Predicting Music Genre Based on the Album Cover
This post is meant to be an enjoyable and unique way to explore Visual AI.
As someone who spends hours searching for new music, getting lost in rabbit holes of ‘related artists’ or ‘you may also like’ tabs, I wanted to see if cover art improves the efficiency of the search process. Browsing through a collection of images takes a lot less time than listening to clips of songs. As a starting place, I was curious if machine learning could accurately predict an album’s genre from the cover art. In this post, I will show you how I built this model and what it teaches us about the role a record’s cover plays in categorizing and placing an artist’s work into a musical context.
Building the Dataset and Model
I leveraged the Spotify API to collect metadata on 277 songs that fell into the three genres, indie, rock, and pop. This data included the title of the track and the title and the cover art of the track’s album. If you are interested in the specifics of how I used the API, you can check that out here.

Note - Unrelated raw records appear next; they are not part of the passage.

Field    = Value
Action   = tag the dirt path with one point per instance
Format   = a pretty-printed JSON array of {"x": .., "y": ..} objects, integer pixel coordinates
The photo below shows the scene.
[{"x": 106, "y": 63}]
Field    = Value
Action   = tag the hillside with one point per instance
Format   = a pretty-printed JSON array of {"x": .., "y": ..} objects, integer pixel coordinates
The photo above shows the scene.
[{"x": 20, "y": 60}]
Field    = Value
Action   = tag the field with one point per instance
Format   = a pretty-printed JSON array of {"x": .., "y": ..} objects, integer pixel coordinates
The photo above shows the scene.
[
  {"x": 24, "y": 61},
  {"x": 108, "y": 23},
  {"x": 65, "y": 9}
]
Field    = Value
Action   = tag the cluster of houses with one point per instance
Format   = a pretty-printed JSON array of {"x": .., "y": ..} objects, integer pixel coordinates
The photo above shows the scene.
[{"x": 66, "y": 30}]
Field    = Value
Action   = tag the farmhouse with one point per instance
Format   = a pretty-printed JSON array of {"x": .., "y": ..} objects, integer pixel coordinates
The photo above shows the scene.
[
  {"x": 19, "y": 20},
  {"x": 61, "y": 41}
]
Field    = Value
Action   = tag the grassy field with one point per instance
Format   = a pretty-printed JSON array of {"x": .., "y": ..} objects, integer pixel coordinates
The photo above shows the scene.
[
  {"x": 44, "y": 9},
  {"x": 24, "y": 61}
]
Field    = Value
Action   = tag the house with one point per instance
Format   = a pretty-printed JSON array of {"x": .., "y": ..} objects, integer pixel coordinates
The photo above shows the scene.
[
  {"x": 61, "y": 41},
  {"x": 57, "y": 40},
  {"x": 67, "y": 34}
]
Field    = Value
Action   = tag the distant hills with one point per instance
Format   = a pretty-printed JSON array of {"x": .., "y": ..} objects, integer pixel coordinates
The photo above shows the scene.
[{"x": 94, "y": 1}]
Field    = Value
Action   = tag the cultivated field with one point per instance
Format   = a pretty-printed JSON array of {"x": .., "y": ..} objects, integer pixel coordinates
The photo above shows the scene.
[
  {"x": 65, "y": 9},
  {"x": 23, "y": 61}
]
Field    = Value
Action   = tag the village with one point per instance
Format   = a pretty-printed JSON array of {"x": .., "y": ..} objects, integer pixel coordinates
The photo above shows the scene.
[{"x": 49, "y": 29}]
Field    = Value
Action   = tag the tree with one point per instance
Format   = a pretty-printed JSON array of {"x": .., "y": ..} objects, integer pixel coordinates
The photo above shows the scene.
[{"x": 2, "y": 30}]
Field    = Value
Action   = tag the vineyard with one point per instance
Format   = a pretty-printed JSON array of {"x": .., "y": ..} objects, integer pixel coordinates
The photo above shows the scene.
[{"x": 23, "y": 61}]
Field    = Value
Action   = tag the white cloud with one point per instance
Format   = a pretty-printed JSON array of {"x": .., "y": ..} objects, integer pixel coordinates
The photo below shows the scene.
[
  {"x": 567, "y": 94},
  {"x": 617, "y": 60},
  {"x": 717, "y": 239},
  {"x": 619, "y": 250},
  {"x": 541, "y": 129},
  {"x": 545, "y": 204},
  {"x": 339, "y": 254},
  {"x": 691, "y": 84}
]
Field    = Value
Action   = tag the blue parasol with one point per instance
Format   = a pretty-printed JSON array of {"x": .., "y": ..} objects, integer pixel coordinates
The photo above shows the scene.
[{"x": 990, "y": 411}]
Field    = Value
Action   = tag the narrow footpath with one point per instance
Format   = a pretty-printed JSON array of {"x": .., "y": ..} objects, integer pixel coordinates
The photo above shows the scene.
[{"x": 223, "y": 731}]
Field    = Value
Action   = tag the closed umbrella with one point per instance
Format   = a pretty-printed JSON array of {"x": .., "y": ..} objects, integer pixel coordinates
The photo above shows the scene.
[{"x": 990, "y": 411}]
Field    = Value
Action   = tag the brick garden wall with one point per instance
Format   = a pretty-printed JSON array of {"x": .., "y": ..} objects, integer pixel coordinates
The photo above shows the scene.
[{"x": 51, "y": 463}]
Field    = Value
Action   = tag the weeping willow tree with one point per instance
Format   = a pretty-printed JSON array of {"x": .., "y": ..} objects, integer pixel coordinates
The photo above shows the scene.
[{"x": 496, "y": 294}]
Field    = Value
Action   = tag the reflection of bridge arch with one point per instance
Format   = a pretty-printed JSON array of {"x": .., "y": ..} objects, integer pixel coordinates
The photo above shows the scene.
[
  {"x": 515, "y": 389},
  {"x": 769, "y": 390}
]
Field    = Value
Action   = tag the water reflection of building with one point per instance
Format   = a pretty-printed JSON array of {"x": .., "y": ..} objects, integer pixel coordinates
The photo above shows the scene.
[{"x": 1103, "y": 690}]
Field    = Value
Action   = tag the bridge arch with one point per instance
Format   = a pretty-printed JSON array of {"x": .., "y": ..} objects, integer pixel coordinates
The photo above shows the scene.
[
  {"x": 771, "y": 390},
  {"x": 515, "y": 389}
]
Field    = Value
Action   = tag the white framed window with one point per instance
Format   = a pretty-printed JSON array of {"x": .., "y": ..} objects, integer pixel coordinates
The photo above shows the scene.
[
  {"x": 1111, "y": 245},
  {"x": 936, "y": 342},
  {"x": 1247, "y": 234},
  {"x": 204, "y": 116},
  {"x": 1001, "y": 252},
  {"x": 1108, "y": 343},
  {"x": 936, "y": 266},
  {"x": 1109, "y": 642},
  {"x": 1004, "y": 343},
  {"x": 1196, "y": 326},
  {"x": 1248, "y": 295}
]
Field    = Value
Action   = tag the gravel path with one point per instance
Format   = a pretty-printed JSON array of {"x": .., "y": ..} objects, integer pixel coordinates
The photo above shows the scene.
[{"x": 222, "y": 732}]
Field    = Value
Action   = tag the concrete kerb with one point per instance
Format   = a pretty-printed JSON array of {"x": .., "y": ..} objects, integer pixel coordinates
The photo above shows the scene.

I also copied the track’s lyrics from the web.
Take a look here to see further detailed steps on how to prepare your image datasets.
Once you have your dataset constructed, the next step is to import that data into DataRobot and set the target. You can also customize the modeling settings and explore the data at this stage. I set the target to genre, which is considered a multi-class classification problem.
The next step is to push the Start button; this will kick off the Autopilot modeling process. DataRobot then built 22 different types of models and blenders. I also created a couple of different feature lists to see if some feature selection could boost the original accuracy. When I used all the features, I found by using feature impact that the top_track and album names did not have much of an effect.
The best performing model was the Keras Deep Self-Normalizing Residual Neural Network Classifier built on the feature list, ‘top2’ performed the best. (top2 consists of the cover art and the lyrics of the top track) I will also touch on a Keras Deep Self-Normalizing Residual Neural Network Classifier model built on the “image only’ feature list. The key part of these models is the image featurizer, which converts images to numeric feature vectors using a pre-trained neural network (this is known as transfer learning). DataRobot has nine different pre-trained networks, and they are also the reason why DataRobot doesn’t require thousands of training images. Under the ‘Advanced Tuning’ tab, I was able to retrain the blueprint on ResNet. ResNet provides higher performance on model accuracy, but does take longer to train.
DataRobot allows you to evaluate the model’s accuracy in predicting the various classes of genres. DataRobot, by default, runs five-fold cross-validation. Since this is a multi-class classification problem with a balanced dataset, I recommend looking at the ‘Balanced Accuracy’ metric. Balanced Accuracy is an average of the class-by-class, one-vs.-all accuracy, so the closer to 1, the better. Our ‘top2’ model has a 0.6997 cross-validation score. Our ‘image only’ model has a 0.6306 cross-validation score. These scores suggest that the model predicts a little more than half correct with just images alone, which is not bad considering the problem’s difficulty and small dataset.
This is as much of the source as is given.